Мама прогнала нас на улицу, хотела посмотреть телевизор. Мы с Левкой полезли на крышу. Высоты я боялась, но отказать другу не могла. Мы стояли почти у самого края. Мне казалось, сделай шаг – и можно будет оторваться от крыши, полететь туда, вдаль, за деревья, над пятиэтажками и детской площадкой. Меня немного шатало и манило к краю.
– Боишься?
– Да, – я не желала глупо храбриться.
Вдруг со стороны послышался шум. К нам стремительно приближался мужчина в порванных штанах и вязаной шапке.
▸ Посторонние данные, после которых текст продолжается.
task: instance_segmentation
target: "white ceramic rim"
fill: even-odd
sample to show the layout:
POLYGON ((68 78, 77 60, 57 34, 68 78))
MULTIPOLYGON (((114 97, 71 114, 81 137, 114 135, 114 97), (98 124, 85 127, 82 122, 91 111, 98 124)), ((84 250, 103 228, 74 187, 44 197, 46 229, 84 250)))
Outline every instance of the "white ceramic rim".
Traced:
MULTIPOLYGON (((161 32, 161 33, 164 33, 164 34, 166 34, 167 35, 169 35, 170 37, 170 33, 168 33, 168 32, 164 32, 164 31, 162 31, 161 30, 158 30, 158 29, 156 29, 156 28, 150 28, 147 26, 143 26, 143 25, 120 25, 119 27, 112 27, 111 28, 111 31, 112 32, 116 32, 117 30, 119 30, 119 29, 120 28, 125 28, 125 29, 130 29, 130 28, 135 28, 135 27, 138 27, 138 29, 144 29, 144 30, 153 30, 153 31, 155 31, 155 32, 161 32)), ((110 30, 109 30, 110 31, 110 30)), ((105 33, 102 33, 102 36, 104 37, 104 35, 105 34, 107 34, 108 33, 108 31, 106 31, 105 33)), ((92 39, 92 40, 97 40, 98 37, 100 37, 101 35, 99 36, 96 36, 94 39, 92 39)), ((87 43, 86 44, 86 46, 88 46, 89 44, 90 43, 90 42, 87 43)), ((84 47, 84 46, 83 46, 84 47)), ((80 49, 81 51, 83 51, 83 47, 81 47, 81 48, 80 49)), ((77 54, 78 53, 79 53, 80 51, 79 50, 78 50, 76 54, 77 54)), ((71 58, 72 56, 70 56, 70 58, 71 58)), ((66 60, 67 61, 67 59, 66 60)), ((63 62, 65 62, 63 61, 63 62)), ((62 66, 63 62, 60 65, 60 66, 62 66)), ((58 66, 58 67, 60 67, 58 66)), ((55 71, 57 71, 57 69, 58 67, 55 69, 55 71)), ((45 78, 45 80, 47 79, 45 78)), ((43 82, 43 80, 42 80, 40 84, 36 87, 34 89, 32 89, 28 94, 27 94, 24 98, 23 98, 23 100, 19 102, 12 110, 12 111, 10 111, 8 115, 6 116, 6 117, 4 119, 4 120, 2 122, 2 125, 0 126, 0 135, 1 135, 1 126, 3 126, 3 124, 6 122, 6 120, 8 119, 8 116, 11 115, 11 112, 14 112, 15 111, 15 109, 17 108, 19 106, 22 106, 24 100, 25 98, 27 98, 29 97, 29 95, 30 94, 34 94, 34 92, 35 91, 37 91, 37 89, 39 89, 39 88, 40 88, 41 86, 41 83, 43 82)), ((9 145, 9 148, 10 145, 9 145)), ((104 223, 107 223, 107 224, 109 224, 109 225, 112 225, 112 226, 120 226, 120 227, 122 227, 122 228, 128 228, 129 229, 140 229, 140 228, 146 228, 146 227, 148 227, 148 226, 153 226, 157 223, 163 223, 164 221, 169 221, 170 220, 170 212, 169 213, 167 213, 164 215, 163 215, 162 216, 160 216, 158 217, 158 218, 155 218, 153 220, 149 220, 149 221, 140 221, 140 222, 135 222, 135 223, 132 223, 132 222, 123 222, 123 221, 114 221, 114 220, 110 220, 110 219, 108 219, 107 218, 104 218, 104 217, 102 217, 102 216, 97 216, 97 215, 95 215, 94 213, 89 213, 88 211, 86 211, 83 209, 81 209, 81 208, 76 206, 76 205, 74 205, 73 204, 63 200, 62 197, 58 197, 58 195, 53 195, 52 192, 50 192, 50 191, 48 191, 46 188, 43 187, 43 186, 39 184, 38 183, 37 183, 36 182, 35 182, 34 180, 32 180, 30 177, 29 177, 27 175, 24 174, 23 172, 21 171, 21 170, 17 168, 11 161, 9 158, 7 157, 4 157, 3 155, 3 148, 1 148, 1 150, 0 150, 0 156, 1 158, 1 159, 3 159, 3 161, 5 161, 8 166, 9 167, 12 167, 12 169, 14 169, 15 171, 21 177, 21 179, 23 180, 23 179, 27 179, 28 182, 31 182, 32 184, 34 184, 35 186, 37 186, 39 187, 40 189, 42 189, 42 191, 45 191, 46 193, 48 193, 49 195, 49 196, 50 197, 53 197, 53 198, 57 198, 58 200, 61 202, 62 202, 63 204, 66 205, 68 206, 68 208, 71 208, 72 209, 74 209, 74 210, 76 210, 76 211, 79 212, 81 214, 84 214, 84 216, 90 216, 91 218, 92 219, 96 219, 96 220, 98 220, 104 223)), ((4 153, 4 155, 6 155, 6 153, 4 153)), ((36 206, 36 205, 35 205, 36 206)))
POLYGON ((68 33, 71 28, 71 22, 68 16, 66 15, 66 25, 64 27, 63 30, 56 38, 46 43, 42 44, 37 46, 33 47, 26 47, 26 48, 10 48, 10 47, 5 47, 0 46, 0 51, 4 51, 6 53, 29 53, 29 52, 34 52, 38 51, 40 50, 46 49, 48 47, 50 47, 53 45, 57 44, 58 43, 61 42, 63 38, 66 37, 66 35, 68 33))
Нечто безумное было в его глазах. Мы рванули с места и побежали. Нужно было добраться до следующего подъезда, перепрыгнув ограждение. Когда оказались в подъезде, то мчались вниз по лестнице, пока не оказались на улице.
– Кто это был? – я едва дышала.
– Сумасшедший какой-то, – Левка посмотрел на крышу.
На следующее утро Левка зашел за мной, и мы пошли вместе в школу. У четвертого подъезда толпились люди и милиция. Один мужчина подошел к нам.
– Вы живете в этом доме?
Мы кивнули.
– Можно вас попросить опознать тело?
Левка отказался.
– Не, я не пойду.
Я решилась. Возле дома на земле лежала девушка в бежевом синтетическом халате на голое тело. Голова повернута набок, лужа крови. Незнакомка. Я вспомнила тетю Олю, сидящую на крыльце с топором в руках в том ужасном затертом халате. Осознала, что никогда в жизни не буду носить халат.
Я отрицательно покачала головой.
– Она прыгнула с крыши?
– Да.
По дороге в школу я думала о девушке. Неужели не страшно прыгать?
– Самоубийство – это глупо.
– Почему? – Левка неожиданно удивился. – Это выбор человека. Если ты больше не хочешь жить, то зачем мучиться?
– Может, тот мужик ее? – я размышляла, Левка нахмурился. – Больше я на крышу ни ногой.
– Трусиха.
Я подняла голову и посмотрела на крышу нашего дома. Впервые дом показался мне мрачным. Многоквартирный улей, где каждый человек заперт в тесной клетке небольшого жилища и единственный выход – это крыша. Потому что крыша – это свобода и бескрайнее небо над головой.